И она рассказала. Обо всем. И о том, как приступы у ребенка стали учащаться, и как после одного из них его на скорой в больницу привезли. И чего ей стоило настоять на операции, пообещав золотые горы, в которых она не была уверена после моего исчезновения. И о том, как мы едва не потеряли Артура, и если бы не Артем…

Когда услышала его имя, бросила взгляд на раскрытую на подоконнике записку. Вот какую свободу ты мне решил дать, Капралов. Не мне — нам обоим от себя. Потому что о сыне узнал.

— Сказал, что деньги сыну оставил.

— Оставил, — повернула голову к кровати, на которой в файле лежала платиновая карточка.

— Своим назвал, — в голосе самое чистое негодование и ярость.

— Ну так он ведь его, мам.

— Глупости. Наш он. И только наш. И от мерзавца этого нам ничего не нужно, Наро. Ничего не возьмем.

— А это он долги свои возвращает. То, что забрал когда-то.

— Пусть тогда подавится деньгами этими и сына мне моего вернет. Мужа. Пусть эти долги возвращает, а не бумажками откупается.


Не откупается он, мама… и не для нас это делает. А для сына своего. За все те годы, что не знал о нем. Только сейчас ты ничего не услышишь. Да и вряд ли услышишь когда-нибудь. И меня не поймешь никогда, почему по буквам кривым этим пальцами провожу и представляю, как писал мне записку эту левой рукой, как злился на себя, психовал из-за этого, может, комкал один за другим листочки, бросая их на пол и отрывая новые, чтобы выводить каждую букву аккуратнее, понятнее.

— Не вернет он их, мама.
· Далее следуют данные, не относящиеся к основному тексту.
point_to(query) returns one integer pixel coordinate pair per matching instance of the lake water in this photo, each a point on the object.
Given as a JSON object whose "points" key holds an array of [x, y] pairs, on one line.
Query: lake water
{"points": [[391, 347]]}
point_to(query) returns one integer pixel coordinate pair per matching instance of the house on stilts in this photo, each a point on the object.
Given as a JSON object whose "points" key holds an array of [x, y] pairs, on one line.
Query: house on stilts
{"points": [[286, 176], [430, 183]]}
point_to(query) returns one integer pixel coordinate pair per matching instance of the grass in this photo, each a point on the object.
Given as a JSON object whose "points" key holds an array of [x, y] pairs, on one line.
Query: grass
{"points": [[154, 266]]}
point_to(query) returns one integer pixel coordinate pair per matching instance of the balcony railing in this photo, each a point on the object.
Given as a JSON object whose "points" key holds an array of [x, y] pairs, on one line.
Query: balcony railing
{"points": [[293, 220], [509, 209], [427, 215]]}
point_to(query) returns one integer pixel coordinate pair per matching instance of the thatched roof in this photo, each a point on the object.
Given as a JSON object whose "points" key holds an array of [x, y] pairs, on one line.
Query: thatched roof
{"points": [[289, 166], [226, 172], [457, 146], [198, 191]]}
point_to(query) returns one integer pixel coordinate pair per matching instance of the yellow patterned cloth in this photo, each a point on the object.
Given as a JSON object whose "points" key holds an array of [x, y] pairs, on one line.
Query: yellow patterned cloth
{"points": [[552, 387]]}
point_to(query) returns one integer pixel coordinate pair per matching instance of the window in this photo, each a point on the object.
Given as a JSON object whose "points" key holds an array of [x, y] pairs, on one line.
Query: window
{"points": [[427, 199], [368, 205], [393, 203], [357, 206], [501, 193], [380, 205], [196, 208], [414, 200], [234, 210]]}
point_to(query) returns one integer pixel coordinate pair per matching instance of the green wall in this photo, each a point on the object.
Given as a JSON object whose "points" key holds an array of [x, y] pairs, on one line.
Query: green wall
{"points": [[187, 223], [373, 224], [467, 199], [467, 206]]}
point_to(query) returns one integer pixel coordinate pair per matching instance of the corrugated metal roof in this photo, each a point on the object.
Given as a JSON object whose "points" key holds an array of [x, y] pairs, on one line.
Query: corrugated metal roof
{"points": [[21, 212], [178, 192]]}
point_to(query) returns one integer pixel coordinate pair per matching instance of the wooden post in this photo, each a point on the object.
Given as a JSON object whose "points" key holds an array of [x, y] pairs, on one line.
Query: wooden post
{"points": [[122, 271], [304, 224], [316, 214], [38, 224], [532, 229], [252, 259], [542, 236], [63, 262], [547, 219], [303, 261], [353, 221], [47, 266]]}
Как и мы ему брата не вернем. И отца тоже не оживим. Ты ведь была на суде в тот день, когда защита выступала? Ты же видела видео с камеры?

— И ты его видела.

— Нет, мама. Вам ведь другую запись там показали, да? Что на ней было, мам?

— Для меня не имеет значения, что было на той записи. На ней этот подонок выстрелил в моего сына, — громкий всхлип и молчание, собирается с силами, чтобы продолжить, — больше для меня ничего не имеет значения.